Micron Technology reported stronger-than-expected earnings for its fiscal fourth quarter, signaling ongoing positive momentum for the company and the broader AI industry. The Idaho-based memory chip giant, a key player in AI data centers, recorded $11.3 billion in revenue, surpassing analysts’ expectations of $11.15 billion. The company achieved an adjusted earnings per share of $3.03, higher than the projected $2.84.
This success stems largely from the booming demand for AI data centers, which contributed to 40% of the company’s total revenue in the quarter. Following the announcement, Micron’s stock briefly rose 2% in after-hours trading, surpassing its recent all-time high before slightly retracting.

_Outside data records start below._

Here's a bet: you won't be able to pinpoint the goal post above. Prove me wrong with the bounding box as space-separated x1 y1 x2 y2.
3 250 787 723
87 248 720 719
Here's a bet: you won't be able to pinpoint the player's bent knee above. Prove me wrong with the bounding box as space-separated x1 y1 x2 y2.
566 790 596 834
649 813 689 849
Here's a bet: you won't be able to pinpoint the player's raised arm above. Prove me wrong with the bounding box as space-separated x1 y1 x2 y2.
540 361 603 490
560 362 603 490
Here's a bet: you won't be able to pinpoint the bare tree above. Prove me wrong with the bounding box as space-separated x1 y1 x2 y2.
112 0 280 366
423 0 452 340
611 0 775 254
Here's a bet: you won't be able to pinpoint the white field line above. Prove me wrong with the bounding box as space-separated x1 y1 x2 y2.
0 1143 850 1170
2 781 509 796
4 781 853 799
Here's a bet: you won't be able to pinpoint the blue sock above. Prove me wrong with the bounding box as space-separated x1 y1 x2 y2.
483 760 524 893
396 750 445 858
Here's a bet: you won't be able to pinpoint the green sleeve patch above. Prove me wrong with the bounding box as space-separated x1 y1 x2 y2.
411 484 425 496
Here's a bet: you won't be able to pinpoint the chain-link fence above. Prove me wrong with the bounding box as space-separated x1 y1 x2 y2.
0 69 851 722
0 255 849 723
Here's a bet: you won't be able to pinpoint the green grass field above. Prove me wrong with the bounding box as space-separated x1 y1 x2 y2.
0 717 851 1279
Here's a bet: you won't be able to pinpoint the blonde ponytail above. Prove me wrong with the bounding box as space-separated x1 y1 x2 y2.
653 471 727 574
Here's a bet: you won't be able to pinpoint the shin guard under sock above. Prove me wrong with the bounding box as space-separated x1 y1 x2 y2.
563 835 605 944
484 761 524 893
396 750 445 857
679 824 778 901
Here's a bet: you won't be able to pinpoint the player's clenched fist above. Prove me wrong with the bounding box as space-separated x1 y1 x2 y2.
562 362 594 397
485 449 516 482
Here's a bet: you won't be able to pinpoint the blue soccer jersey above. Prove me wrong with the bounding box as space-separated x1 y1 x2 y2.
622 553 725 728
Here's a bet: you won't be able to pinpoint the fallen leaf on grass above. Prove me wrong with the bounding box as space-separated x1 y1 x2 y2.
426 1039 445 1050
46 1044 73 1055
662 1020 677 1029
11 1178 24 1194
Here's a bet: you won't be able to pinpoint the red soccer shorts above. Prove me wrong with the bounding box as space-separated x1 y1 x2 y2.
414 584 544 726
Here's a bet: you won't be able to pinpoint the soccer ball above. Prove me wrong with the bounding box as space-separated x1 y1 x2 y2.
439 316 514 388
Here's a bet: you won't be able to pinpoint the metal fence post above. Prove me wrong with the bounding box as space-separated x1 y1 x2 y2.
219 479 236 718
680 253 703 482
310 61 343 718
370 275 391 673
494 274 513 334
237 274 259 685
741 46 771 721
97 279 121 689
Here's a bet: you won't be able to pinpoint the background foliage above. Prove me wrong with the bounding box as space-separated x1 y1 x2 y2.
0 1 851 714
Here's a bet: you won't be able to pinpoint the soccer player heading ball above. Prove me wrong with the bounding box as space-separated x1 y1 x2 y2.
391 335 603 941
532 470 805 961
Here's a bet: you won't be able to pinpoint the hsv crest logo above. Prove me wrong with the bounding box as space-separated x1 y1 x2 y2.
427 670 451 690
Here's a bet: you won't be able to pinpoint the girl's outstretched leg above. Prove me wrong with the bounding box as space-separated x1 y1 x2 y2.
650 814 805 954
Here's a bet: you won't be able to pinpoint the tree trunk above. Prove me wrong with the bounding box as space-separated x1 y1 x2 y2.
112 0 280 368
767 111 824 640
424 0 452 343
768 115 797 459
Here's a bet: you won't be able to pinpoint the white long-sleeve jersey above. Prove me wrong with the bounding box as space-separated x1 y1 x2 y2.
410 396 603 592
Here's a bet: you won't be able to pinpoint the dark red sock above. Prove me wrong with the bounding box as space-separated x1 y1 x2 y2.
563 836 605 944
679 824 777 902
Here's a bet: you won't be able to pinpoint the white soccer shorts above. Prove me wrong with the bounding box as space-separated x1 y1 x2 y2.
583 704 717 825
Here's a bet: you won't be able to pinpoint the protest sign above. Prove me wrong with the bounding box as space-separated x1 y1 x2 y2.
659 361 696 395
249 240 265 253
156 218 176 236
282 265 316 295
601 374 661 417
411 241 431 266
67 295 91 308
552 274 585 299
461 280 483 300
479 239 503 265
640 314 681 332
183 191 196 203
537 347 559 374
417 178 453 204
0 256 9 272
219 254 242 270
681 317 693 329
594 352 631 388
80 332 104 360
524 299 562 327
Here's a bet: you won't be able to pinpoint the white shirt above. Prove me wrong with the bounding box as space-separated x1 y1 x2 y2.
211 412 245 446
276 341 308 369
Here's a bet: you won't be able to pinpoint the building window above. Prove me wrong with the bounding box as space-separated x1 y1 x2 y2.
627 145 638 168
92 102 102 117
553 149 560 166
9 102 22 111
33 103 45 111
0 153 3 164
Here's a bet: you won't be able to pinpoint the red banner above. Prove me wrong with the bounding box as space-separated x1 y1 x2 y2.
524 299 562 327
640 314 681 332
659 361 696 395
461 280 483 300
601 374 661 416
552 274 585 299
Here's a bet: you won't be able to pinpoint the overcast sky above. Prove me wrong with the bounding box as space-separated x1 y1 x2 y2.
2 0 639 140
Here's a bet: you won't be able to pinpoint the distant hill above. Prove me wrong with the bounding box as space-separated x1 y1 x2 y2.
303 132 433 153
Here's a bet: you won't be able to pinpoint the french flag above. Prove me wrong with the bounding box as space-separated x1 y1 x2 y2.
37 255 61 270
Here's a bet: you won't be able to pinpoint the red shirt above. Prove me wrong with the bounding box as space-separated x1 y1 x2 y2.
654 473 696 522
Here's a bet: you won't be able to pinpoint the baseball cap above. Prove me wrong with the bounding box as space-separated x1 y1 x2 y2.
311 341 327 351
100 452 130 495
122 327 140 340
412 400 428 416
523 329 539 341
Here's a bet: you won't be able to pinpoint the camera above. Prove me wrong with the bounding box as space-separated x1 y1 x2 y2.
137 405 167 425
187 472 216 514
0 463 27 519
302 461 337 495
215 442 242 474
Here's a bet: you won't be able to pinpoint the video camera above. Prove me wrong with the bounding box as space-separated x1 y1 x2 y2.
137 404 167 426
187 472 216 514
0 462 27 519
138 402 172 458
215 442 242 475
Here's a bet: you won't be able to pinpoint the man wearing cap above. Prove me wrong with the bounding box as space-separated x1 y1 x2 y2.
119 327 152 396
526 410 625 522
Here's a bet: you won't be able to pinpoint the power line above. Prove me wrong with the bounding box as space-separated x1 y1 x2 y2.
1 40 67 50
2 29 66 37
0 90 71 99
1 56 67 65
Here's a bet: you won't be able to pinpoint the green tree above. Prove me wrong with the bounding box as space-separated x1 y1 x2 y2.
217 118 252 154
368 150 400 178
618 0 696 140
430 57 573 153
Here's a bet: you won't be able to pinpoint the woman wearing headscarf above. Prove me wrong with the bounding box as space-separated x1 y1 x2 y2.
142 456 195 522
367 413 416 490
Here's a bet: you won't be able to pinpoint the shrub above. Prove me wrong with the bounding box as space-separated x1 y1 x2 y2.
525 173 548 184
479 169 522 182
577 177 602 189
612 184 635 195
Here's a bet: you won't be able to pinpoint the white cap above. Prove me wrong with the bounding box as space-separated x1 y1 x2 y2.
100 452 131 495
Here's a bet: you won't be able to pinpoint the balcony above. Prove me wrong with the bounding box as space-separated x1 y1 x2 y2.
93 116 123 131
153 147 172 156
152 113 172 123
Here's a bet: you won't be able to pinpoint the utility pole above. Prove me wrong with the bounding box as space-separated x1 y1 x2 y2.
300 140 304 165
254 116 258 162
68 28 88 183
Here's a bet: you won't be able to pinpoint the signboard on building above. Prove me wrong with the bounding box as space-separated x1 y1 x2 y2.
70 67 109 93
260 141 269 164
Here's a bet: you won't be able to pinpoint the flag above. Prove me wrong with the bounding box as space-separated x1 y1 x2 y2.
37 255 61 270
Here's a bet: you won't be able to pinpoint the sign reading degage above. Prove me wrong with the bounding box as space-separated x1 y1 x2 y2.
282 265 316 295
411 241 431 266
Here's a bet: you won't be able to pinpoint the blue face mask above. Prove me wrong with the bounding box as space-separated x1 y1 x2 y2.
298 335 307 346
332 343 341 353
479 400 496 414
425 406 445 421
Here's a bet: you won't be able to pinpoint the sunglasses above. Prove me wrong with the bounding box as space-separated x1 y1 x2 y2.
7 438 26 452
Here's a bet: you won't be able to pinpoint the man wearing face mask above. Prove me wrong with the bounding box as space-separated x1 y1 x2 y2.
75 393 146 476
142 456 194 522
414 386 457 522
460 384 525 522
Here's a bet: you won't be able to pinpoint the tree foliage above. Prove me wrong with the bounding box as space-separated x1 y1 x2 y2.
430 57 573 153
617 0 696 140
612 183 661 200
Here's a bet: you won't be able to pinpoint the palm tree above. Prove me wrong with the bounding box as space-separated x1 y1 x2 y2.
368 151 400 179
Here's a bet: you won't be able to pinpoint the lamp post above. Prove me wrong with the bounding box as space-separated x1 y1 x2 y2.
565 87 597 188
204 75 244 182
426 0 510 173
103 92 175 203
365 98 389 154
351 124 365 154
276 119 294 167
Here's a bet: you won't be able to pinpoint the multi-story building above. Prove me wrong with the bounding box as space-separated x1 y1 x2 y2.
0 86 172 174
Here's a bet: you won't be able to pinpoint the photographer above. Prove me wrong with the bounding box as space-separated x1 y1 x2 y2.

The company’s outlook for the first fiscal quarter of 2026 is also promising, with projected revenue between $12.2 billion and $12.8 billion, exceeding the anticipated $11.9 billion. Expected earnings per share range from $3.60 to $3.90, also higher than the forecasted $3.05.
Micron’s CEO, Sanjay Mehrotra, highlighted the significance of AI in driving future investments, anticipating trillions to be funneled into the sector, with significant portions allocated to memory technologies where Micron holds a unique position as the sole U.S.-based manufacturer.
In response to increasing pressure to boost domestic production, Micron plans to invest $200 billion in U.S. facilities. This aligns with the company’s strategy to capitalize on the fast-growing AI market, setting it apart from South Korean competitors SK Hynix and Samsung Electronics, with the latter trailing in AI advancements.
Micron’s leadership is partly attributed to its DRAM (dynamic random access memory) technology, especially its HBM (high bandwidth memory) chips. These chips are integral to AI systems, notably in conjunction with Nvidia’s GPUs in AI data centers, underscoring Micron’s pivotal role in the AI infrastructure landscape.